The poll, which was conducted by the Washington, D.C. political newspaper The Hill and the market research company HarrisX, asked questions of 2,834 registered voters online between June 12 and 14.
“It’s really two separate Americas right now,” Mallory Newall, Director of Research at Ipsos, told Hill.TV. “There’s just a huge gap in your views on racial inequality and police treatment of people of color, especially black Americans, depending on your political affiliation.”
The poll’s partisan results reflect the different responses the federal Republicans and Democrats have had to the ongoing racial justice protests.
Republican President Donald Trump’s executive order, issued on June 16, aims to establish a system for public filing of excessive force complaints against officers, a ban of police chokeholds (except in life-threatening situations) and additional training for police, especially those who interact with homeless people and those in mental health crises.

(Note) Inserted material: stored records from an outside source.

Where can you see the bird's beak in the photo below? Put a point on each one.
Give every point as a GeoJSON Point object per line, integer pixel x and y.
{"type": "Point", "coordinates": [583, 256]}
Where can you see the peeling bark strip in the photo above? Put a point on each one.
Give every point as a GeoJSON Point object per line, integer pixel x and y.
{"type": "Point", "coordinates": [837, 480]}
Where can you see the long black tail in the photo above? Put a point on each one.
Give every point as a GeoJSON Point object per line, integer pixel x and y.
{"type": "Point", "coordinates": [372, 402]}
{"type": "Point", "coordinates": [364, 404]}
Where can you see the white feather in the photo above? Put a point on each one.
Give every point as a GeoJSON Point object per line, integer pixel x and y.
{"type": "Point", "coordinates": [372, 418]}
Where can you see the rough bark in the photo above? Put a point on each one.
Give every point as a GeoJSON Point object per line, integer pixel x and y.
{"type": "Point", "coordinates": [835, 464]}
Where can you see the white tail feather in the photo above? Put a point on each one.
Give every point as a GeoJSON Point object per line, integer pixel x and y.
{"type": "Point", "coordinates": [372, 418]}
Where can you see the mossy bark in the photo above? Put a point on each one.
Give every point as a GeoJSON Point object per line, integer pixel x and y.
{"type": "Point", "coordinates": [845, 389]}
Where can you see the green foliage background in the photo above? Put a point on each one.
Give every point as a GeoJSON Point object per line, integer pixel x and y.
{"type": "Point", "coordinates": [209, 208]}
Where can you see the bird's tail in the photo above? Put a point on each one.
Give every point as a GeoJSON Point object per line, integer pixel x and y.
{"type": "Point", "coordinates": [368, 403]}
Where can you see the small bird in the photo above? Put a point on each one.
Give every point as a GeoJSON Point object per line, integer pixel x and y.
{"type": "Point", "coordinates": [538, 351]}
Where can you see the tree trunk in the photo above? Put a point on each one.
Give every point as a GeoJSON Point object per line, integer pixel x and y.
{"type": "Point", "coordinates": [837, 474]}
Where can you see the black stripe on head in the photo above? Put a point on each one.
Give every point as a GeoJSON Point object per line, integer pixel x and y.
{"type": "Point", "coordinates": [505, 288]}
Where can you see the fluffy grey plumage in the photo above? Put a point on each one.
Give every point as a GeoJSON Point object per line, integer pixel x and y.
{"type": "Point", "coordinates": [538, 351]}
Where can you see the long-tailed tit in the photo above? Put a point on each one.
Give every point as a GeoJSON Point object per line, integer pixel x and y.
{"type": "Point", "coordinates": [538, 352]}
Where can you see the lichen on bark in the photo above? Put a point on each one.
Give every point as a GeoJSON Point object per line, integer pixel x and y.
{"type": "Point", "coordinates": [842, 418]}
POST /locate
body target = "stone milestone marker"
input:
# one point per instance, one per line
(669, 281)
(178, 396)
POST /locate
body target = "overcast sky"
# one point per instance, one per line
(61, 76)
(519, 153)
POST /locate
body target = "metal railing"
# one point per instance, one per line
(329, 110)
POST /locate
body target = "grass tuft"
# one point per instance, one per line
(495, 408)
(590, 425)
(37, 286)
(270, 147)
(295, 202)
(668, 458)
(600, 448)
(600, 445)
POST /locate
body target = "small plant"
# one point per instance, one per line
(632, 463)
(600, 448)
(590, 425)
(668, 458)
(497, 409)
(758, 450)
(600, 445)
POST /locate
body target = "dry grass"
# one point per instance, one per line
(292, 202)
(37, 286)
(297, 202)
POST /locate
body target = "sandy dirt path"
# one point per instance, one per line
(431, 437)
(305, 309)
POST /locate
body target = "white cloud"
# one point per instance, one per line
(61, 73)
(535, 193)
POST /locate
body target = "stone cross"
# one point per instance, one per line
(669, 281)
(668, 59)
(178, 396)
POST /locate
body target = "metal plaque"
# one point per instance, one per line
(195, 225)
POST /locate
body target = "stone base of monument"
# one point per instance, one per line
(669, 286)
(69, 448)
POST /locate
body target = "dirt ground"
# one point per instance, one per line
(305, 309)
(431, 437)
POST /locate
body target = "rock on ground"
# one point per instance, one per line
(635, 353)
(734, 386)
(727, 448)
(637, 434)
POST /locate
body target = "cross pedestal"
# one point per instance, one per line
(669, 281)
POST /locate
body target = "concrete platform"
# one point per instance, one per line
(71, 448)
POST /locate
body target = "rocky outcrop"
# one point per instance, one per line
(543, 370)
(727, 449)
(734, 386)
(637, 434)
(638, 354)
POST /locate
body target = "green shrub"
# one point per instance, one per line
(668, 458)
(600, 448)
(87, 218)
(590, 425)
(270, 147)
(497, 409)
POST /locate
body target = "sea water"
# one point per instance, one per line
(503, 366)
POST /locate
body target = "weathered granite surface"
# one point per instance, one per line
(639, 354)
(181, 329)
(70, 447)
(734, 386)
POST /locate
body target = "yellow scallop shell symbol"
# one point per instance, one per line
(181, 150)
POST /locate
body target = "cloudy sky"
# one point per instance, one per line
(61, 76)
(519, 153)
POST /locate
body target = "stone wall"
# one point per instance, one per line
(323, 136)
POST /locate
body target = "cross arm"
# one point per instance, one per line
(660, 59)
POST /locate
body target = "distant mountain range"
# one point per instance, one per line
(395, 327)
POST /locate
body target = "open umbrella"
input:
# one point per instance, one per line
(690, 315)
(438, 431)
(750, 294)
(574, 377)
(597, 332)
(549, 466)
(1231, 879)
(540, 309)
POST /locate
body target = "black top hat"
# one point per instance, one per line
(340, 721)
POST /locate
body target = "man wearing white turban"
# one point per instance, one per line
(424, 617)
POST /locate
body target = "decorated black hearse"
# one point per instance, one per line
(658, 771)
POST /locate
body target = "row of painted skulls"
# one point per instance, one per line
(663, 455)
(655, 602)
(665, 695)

But the Democratic and Republican police reform bills differ in their approaches to the issue.
The Democrats’ House bill, led by the Congressional Black Caucus, bans all chokeholds, no-knock warrants for drug cases and qualified immunity, the legal principle that protects police against civil excessive force and misconduct charges. The bill also limits the federal sale of military-grade equipment to local law enforcement agencies, requires body and dashboard cameras for all police and creates a national registry for police misconduct.
The Republicans’ Senate bill, led by black Senator Tim Scott of South Carolina, would neither ban no-knock warrants nor qualified immunity. It would use federal funds to incentivize law enforcement agencies to acquire body cameras, create local police misconduct databases and ban chokeholds “except when deadly force is authorized.”
The authors of a recent Yale University study on law enforcement officers re-hired after misconduct complaints said that the strong collective bargaining agreements of police unions often protect officers from being fired, punished or prosecuted after allegations of misconduct.